File "/usr/lib/python3.10/site-packages/sqlalchemy/engine/default.py", line 598, in connect
    return self.dbapi.connect(*cargs, **cparams)
  File "/usr/lib/python3.10/site-packages/psycopg2/__init__.py", line 122, in connect
    conn = _connect(dsn, connection_factory=connection_factory, **kwasync)
psycopg2.OperationalError: connection to server at "127.0.0.1", port 5432 failed: FATAL:  remaining connection slots are reserved for non-replication superuser connections
nj1973 commented 1 month ago

It looks like we make a fresh connection per schema which could equate to lot of connections in some systems. If we provide a list of allowed schemas then this is only applied to the source and we still get a per schema connection for all schemas on the target.

    source_table_map = get_table_map(source_client, allowed_schemas=allowed_schemas)
    target_table_map = get_table_map(target_client)

I expect this is because of inexact name matching we use for --score-cutoff.

nj1973 commented 1 month ago

I've added an exploratory commit to feature branch which adds a target schema filter based on the matched source tables. This helps us to avoid running unnecessary dictionary queries in the target schema. However it does not address the fact that we don't appear to be re-using connections for PostgreSQL. I still need to research that.

nj1973 commented 1 month ago

My previous assertion that "we make a fresh connection per schema" was incorrect. SQLAlchemy is caching the connections so we only take a single connection. The point that we sometimes run more dictionary queries than is necessary still stands but that doesn't explain the reported FATAL: remaining connection slots are reserved for non-replication superuser connections message.

nj1973 commented 1 month ago

There was a misunderstanding in the initial issue report, the problem with connection management is when validating multiple tables in a single command and not with find-tables.
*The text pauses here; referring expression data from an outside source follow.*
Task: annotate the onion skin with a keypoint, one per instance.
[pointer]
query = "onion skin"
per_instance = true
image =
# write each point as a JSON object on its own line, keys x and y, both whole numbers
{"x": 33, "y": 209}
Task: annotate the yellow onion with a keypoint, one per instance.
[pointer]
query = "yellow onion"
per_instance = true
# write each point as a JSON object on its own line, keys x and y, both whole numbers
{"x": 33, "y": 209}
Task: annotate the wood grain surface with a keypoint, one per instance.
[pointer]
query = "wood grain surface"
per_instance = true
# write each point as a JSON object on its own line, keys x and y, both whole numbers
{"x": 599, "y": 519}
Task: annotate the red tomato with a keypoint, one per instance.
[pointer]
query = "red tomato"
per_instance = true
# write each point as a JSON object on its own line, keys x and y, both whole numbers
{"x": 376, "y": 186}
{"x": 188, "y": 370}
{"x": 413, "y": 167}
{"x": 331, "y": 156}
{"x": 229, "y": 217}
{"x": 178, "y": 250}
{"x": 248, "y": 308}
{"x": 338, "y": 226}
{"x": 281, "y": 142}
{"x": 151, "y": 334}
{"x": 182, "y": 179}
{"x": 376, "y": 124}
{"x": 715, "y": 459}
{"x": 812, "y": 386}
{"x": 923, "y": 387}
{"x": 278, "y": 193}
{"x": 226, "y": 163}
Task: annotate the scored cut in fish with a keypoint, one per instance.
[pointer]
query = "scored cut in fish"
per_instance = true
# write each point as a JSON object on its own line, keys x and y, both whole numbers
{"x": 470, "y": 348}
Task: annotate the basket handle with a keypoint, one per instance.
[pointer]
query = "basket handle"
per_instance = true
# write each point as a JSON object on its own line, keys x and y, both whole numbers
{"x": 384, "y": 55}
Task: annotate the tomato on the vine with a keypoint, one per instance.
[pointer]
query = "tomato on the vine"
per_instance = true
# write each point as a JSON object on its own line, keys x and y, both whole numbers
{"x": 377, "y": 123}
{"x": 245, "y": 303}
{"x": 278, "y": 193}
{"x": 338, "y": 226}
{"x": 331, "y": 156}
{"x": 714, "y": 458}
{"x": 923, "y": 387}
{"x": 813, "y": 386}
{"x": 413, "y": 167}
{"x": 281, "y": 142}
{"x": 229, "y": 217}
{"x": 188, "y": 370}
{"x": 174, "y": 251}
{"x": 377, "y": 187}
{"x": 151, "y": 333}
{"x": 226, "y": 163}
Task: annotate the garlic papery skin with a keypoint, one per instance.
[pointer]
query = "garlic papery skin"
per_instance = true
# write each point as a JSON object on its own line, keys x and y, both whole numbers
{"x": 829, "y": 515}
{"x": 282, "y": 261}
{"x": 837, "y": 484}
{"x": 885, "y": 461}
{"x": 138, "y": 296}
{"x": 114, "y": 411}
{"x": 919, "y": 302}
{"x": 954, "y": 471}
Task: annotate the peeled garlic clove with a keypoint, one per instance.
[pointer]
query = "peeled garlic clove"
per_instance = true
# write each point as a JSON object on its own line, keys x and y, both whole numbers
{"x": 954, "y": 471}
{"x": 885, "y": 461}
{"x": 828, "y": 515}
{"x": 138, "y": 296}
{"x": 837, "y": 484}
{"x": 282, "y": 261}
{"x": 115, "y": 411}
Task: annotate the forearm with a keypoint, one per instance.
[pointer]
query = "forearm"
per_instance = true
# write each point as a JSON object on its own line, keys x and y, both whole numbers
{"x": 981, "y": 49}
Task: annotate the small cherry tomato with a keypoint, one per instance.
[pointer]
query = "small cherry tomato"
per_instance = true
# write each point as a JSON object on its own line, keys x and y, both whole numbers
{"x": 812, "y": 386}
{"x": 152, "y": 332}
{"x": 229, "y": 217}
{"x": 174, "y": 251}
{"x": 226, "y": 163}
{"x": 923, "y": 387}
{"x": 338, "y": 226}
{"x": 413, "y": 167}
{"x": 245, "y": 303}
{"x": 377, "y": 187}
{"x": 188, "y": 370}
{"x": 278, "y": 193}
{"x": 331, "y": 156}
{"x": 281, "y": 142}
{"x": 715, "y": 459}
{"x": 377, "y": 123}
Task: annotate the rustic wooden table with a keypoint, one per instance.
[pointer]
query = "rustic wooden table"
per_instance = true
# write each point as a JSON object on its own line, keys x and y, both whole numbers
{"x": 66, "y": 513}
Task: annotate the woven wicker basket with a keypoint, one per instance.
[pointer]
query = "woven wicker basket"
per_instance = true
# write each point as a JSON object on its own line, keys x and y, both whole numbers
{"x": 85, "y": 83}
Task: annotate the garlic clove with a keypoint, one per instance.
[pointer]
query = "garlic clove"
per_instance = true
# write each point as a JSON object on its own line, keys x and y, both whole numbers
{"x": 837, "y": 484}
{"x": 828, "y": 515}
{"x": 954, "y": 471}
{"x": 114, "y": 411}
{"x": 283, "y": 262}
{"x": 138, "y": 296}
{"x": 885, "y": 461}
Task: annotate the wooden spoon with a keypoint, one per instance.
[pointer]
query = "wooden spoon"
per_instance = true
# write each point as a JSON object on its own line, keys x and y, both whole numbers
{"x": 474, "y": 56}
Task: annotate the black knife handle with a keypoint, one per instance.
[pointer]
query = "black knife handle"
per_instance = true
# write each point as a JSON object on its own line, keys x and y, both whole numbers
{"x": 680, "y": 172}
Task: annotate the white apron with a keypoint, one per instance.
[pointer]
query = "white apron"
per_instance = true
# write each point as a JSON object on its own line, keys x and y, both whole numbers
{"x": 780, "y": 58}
I've backed out the optimization I made on this branch due to not fully understanding any side effects. I'll keep the tests though. Diff for the reverted commit is below for reference:

data_validation/__main__.py
@@ -462,7 +462,15 @@ def find_tables_using_string_matching(args):

     allowed_schemas = cli_tools.get_arg_list(args.allowed_schemas)
     source_table_map = get_table_map(source_client, allowed_schemas=allowed_schemas)
-    target_table_map = get_table_map(target_client)
+    target_schema_filter = None
+    if score_cutoff == 1:
+        # No fuzzy matching therefore the schemas matched in the source will apply to the target.
+        target_schema_filter = list(
+            set(_["schema_name"] for _ in source_table_map.values())
+        )
+    target_table_map = get_table_map(
+        target_client, allowed_schemas=target_schema_filter
+    )